La France est ainsi le seul grand pays de la zone euro à ne pas encore avoir amorcé le reflux de sa dette publique.

Évolution du ratio d'endettement des principaux pays
de la zone euro entre 2016 et 2017

(en points de PIB)

Source : commission des finances du Sénat (d'après les données de l'Insee et de la base AMECO)

La trajectoire d'endettement de la France continue ainsi de diverger de celle de l'Allemagne (qui a entamé sa décrue dès 2011) mais aussi de celle du reste de la zone euro (en reflux depuis 2014).

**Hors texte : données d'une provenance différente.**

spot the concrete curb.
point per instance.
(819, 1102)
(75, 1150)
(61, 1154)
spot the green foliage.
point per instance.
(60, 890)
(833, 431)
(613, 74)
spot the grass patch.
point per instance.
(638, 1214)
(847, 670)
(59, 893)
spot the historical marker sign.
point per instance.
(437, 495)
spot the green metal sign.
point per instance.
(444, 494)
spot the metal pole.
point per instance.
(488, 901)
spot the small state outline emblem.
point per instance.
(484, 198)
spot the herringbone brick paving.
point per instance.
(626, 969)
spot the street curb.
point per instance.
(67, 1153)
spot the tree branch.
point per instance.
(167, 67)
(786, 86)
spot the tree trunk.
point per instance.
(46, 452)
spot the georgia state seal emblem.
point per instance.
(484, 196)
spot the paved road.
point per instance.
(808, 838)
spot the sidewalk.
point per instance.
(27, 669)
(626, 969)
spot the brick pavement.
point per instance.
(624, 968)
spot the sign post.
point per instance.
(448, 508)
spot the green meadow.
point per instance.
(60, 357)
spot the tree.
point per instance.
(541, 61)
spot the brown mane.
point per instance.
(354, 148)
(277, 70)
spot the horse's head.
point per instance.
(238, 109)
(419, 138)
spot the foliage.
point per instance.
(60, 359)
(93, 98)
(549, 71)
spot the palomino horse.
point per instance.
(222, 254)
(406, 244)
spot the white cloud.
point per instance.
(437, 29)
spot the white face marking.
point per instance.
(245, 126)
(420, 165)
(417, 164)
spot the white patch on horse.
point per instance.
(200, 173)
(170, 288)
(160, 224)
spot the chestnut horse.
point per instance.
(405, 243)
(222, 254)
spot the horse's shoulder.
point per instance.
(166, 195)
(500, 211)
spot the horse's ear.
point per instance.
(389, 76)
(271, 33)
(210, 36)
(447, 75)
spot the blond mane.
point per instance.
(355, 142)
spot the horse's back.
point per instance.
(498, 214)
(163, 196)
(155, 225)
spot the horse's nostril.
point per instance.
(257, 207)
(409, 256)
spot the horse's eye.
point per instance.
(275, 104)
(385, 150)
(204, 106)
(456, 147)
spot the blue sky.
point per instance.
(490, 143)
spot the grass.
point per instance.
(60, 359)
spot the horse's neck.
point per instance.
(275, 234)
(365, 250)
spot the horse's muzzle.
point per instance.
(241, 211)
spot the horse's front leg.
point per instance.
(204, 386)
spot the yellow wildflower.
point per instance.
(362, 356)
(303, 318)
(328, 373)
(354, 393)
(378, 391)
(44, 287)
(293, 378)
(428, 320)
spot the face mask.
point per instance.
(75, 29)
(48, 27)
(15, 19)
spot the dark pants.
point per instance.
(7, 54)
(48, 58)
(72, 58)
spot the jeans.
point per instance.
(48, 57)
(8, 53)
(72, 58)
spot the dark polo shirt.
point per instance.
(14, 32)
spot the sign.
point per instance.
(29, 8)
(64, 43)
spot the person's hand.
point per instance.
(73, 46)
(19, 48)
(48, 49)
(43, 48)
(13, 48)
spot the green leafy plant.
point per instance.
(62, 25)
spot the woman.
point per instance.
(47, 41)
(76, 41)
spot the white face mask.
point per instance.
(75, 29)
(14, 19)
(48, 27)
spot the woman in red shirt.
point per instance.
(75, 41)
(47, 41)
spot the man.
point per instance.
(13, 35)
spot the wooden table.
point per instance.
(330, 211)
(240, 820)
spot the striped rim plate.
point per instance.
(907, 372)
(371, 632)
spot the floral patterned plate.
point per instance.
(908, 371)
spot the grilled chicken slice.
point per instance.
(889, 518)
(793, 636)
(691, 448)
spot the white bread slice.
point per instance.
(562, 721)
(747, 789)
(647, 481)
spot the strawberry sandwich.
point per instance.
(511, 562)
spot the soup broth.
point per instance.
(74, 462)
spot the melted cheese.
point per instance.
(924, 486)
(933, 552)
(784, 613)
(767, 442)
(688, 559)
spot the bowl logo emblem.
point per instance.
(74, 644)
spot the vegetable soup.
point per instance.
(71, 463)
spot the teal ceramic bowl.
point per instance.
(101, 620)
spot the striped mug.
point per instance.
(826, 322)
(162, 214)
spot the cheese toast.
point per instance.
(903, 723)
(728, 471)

Comparaison de l'évolution de l'endettement de la France
et de la zone euro

(en points de PIB)

Source : commission des finances du Sénat (d'après les données de l'Insee et de la base AMECO)

Cette divergence est amenée à se poursuivre , dans la mesure où le déficit public de la France (2,6 % du PIB) reste très supérieur à celui du reste de la zone euro (0,4 %).

Déficit public de la France et de la zone euro

(en points de PIB)

Source : commission des finances du Sénat (d'après les données de l'Insee et de la base AMECO)

Si la soutenabilité de la dette française n'est bien évidemment pas en cause, votre rapporteur général tient à rappeler la nécessité de ramener la dette française sur une trajectoire descendante dans les meilleurs délais .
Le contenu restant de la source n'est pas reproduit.